Unified Track gives special-needs athletes reason to glow
Author: Tammy L. Lane • First Posted: Tuesday, April 12, 2016
With a “Chariots of Fire” earworm as backdrop, families and fans cheered mightily for a handful of athletes as they sprinted down the track in this spring’s Commodore Classic. The four students with special needs, along with their peer mentors, completed the 100-meter dash with record-setting smiles. Each received a medal at the finish line before heading home with another golden memory in the books.
Tates Creek High School is the first in Fayette County Public Schools to offer Unified Track, which is under the Special Olympics umbrella. Unified Sports brings people with and without disabilities together on the same team to compete. Coach Chris Hawboldt heard about Unified Track at last year’s state meet and suggested it for Tates Creek, where colleagues who teach students with moderate and severe disabilities (MSD) eagerly signed up. “Most of my kids have gone to their brothers’ and sisters’ events and watched them on teams and clubs. We want them to feel like part of a team here at school just like everyone else,” teacher Kelli Burton said of her MSD students. “They practice with the track team, but peers help them participate at their level.”
When Burton put out the call for volunteers, senior Sarah Jordan was among a half-dozen who stepped up. “Special needs is dear to my heart, and I really want to help out,” said Sarah, who has cousins with MSD. She touted the Unified Track experience as “all-around amazing” for everyone involved. At practice and at meets, Sarah and the other peers are paired with the MSD athletes in each contest. For instance, the peers make sure the athletes line up properly in the box before they release the shot put; and in the dash, the peers run alongside their partners. “They can’t wait for practice after school and so look forward to it,” Sarah said of the MSD athletes. “It’s cool to watch them cheer each other on as they compete. It’s such a good atmosphere.”
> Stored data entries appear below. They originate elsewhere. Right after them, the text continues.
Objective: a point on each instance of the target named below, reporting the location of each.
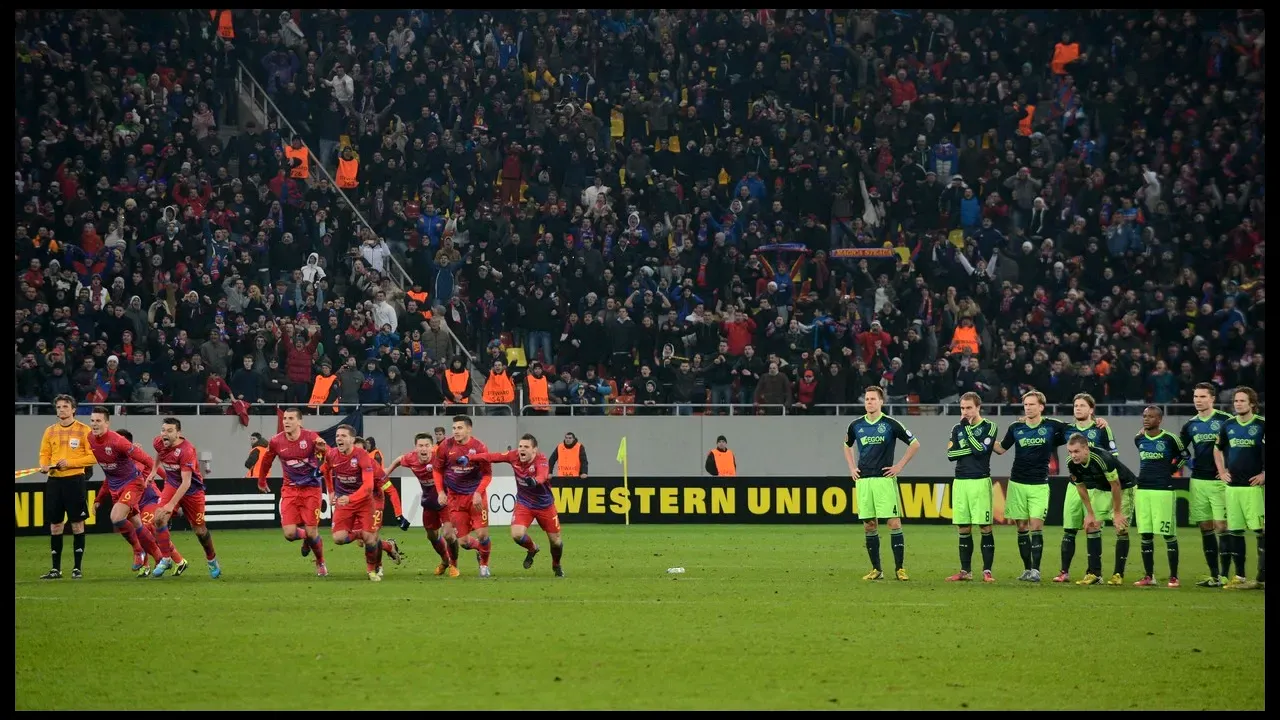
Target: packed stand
(778, 208)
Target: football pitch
(771, 616)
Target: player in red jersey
(534, 499)
(119, 459)
(300, 452)
(420, 461)
(467, 481)
(184, 487)
(351, 484)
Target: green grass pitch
(764, 618)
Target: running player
(1208, 493)
(969, 449)
(351, 484)
(1105, 490)
(1160, 455)
(534, 500)
(298, 450)
(1101, 440)
(420, 463)
(119, 459)
(876, 477)
(184, 487)
(467, 481)
(1240, 464)
(1036, 440)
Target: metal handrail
(400, 276)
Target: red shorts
(300, 506)
(129, 495)
(547, 518)
(353, 518)
(192, 505)
(465, 515)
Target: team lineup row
(1225, 454)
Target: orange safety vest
(498, 388)
(457, 384)
(421, 302)
(320, 392)
(538, 395)
(304, 158)
(1024, 126)
(347, 172)
(726, 466)
(224, 23)
(965, 340)
(1064, 54)
(568, 460)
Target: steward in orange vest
(457, 383)
(536, 393)
(498, 388)
(568, 459)
(721, 461)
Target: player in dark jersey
(1160, 455)
(1240, 458)
(1208, 493)
(972, 440)
(1105, 490)
(876, 477)
(1102, 440)
(1036, 440)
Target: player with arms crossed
(1240, 464)
(184, 487)
(466, 478)
(1036, 440)
(298, 450)
(351, 484)
(1105, 490)
(1160, 455)
(1208, 493)
(119, 459)
(972, 440)
(534, 500)
(420, 463)
(1101, 440)
(876, 477)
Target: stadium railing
(257, 98)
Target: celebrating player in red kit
(119, 460)
(298, 450)
(351, 484)
(420, 461)
(467, 481)
(534, 499)
(183, 486)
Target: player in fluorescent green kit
(1036, 440)
(1160, 454)
(972, 440)
(1105, 490)
(1208, 493)
(876, 477)
(1101, 440)
(1240, 458)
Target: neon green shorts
(1156, 511)
(877, 499)
(1208, 501)
(970, 501)
(1246, 507)
(1073, 507)
(1025, 501)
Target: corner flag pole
(622, 459)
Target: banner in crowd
(234, 502)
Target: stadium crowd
(771, 208)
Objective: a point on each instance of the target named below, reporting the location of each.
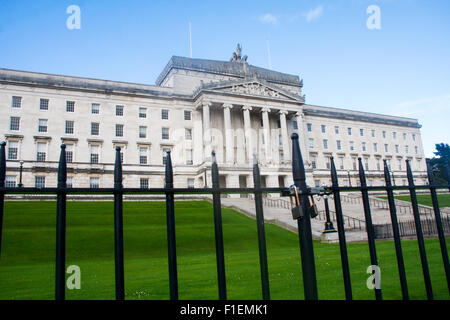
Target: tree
(440, 164)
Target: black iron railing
(303, 222)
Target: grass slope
(28, 255)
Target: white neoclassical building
(196, 106)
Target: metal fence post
(440, 230)
(118, 227)
(170, 217)
(220, 256)
(341, 231)
(369, 225)
(396, 232)
(2, 185)
(261, 232)
(418, 224)
(304, 223)
(60, 267)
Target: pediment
(255, 88)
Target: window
(189, 157)
(69, 153)
(42, 125)
(94, 182)
(95, 128)
(142, 132)
(43, 104)
(144, 183)
(94, 153)
(70, 106)
(165, 133)
(95, 108)
(10, 181)
(69, 127)
(69, 182)
(143, 155)
(41, 151)
(14, 123)
(16, 102)
(165, 150)
(188, 134)
(142, 112)
(313, 162)
(13, 150)
(119, 111)
(119, 130)
(39, 182)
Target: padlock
(313, 211)
(297, 209)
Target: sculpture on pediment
(237, 55)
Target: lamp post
(20, 185)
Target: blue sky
(401, 69)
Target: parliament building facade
(238, 110)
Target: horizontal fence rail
(302, 209)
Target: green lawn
(28, 255)
(425, 199)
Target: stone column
(248, 134)
(266, 133)
(206, 131)
(284, 135)
(229, 147)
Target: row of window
(323, 129)
(95, 108)
(354, 164)
(364, 147)
(95, 128)
(94, 153)
(94, 182)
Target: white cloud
(268, 18)
(314, 14)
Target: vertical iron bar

Surrounded by supportive families, the Tates Creek students gathered in the stands to await their moment during the Commodore Classic, an invitational meet featuring several counties. Sophomore Allison Vassil was ready to run, saying, “I know I’m going to win. It’s easy for me.” Since her group was the only one competing in the Unified events, the day’s lineup was limited to the 100-meter dash and the shot put, where each MSD athlete took three turns. Unified Track also allows students to compete in the long jump and the 4x100 relay. “It’s great that she gets to be part of something at school and be on a team,” said Laureen Vassil, Allison’s mother, whose camera was at the ready.
Later, as the Unified Track athletes lingered on the grassy infield, one boy accepted shot-put tips from Lafayette High School senior Landon Young. Landon, a multi-sport athlete, also praised the Commodores’ initiative with special-needs students. “It gets them out in the community and gets their faces out there,” he said. “They get out here and interact, and we like seeing their smiles and giving them high-fives.”
Burton hopes interest and participation will grow at Tates Creek and throughout the district. Meanwhile, her students look forward to May’s regional and state meets, where they can meet Unified Track teams from other Kentucky schools. “Our athletes are so overjoyed to get to be a part of their school track team,” Burton said. “Needless to say, their parents are equally thrilled to be in the stands among all the other high school parents and watching their children represent TCHS.”